London guilds of craftsmen such as weavers, fullers, bakers, loriners (makers of bits, spurs, and metal mountings of bridles and saddles), cordwainers (makers of leather goods such as shoes), pepperers, and goldsmiths were licensed by the King, for which they paid him a yearly fee. There were also five Bridge Guilds (probably raising money for the future construction of London Bridge in stone) and St. Lazarus' Guild. The wealthy guilds, which included the goldsmiths, the pepperers, and three bridge guilds had landholding members who had been thegns or knights and now became a class of royal officials: the King's minters, his chamberlain, his takers of wines, his collectors of taxes. The weavers of Oxford paid 27s. [two marks] to have a guild. The shoemakers paid 67s. [five marks].

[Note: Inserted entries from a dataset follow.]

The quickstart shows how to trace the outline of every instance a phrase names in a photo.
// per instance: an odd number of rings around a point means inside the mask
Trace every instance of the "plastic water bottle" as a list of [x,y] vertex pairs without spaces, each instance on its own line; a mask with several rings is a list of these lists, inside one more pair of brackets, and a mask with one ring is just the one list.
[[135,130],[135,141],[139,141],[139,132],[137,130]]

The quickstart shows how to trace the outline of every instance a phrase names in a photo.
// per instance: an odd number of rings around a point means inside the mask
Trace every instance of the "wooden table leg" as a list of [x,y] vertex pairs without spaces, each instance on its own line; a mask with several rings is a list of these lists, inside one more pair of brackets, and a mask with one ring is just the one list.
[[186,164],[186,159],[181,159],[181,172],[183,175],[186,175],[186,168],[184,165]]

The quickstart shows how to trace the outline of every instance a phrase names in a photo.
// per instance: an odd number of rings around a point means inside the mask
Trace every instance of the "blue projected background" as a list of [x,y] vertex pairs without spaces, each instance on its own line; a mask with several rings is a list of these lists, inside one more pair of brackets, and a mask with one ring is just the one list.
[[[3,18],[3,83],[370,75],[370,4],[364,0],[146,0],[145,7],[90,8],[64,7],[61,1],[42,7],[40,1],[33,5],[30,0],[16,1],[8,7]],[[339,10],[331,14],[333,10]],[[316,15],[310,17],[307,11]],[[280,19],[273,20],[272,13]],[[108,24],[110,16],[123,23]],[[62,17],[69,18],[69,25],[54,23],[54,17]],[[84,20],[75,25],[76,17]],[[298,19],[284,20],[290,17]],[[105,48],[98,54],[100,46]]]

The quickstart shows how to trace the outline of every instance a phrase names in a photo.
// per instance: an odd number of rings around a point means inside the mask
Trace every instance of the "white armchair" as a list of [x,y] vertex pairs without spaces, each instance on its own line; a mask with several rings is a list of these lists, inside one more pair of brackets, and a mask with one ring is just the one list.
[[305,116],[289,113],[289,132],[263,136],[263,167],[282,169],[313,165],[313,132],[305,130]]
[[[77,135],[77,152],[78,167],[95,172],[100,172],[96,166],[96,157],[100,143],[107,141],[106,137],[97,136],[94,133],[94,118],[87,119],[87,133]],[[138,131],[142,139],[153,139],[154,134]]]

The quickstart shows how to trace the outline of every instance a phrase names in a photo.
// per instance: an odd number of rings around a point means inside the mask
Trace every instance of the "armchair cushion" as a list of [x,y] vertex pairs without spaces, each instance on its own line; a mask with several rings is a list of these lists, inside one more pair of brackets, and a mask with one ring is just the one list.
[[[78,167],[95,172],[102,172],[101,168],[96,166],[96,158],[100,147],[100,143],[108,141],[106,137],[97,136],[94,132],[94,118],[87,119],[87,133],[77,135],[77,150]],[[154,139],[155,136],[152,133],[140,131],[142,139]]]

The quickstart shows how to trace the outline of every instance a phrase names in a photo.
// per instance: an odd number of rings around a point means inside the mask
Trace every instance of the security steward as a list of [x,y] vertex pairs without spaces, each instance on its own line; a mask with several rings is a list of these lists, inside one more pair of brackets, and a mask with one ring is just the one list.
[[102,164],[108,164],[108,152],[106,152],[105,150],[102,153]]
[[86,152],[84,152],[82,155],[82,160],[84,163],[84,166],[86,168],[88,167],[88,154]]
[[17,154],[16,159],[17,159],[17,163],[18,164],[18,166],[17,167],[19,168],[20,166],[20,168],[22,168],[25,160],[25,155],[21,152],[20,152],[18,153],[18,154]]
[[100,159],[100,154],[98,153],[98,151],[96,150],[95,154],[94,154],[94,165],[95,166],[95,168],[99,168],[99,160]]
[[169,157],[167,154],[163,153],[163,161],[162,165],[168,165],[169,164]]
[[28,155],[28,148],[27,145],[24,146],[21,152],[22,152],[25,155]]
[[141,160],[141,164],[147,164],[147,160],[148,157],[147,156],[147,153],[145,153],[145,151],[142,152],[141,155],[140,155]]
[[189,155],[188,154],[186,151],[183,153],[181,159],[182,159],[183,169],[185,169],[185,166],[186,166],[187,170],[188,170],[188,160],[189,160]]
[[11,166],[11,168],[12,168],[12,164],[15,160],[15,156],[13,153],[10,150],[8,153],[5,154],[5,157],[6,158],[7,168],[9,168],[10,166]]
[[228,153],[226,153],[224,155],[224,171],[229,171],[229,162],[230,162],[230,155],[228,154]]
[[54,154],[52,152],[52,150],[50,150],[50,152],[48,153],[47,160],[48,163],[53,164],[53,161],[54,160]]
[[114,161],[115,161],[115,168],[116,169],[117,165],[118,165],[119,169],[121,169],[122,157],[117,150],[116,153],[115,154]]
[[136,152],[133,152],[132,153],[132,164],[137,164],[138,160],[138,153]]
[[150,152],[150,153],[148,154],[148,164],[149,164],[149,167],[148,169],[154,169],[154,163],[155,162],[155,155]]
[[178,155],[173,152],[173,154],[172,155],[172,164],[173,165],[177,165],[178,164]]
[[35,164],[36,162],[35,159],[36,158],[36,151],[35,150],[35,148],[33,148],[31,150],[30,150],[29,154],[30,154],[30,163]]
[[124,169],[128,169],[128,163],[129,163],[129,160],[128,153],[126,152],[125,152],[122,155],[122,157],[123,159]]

In 1212, master carpenters, masons, and tilers made 3d. per day, their servers (the journeymen of a later time) made 1 1/2 d., free stone carvers 2 1/2 d., plasterers and daubers, diggers and sievers less. All received food in addition or 1 1/2 d. in its stead.

Sandwich was confirmed in its port rights by this charter: "Henry II to his sheriff and bailiffs of Kent, greeting. I will and order that the monks of the Holy Trinity of Canterbury shall have fully all those liberties and customs in Sandwich which they had in the time of King Henry my grandfather, as it was adjudged in pursuance of his command by the oath of twelve men of Dover and twelve men of Sandwich, to wit, that the aforesaid monks ought to have the port and the toll and all maritime customs in the same port, on either side of the water from Eadburge gate as far as markesfliete and a ferryboat for passage. And no man has there any right except they and their ministers. Wherefore I will and firmly command you and the men of Sandwich that ye cause the aforesaid monks to have all their customs both in the port and in the town of Sandwich, and I forbid any from vexing them on this account.And they shall have my firm peace."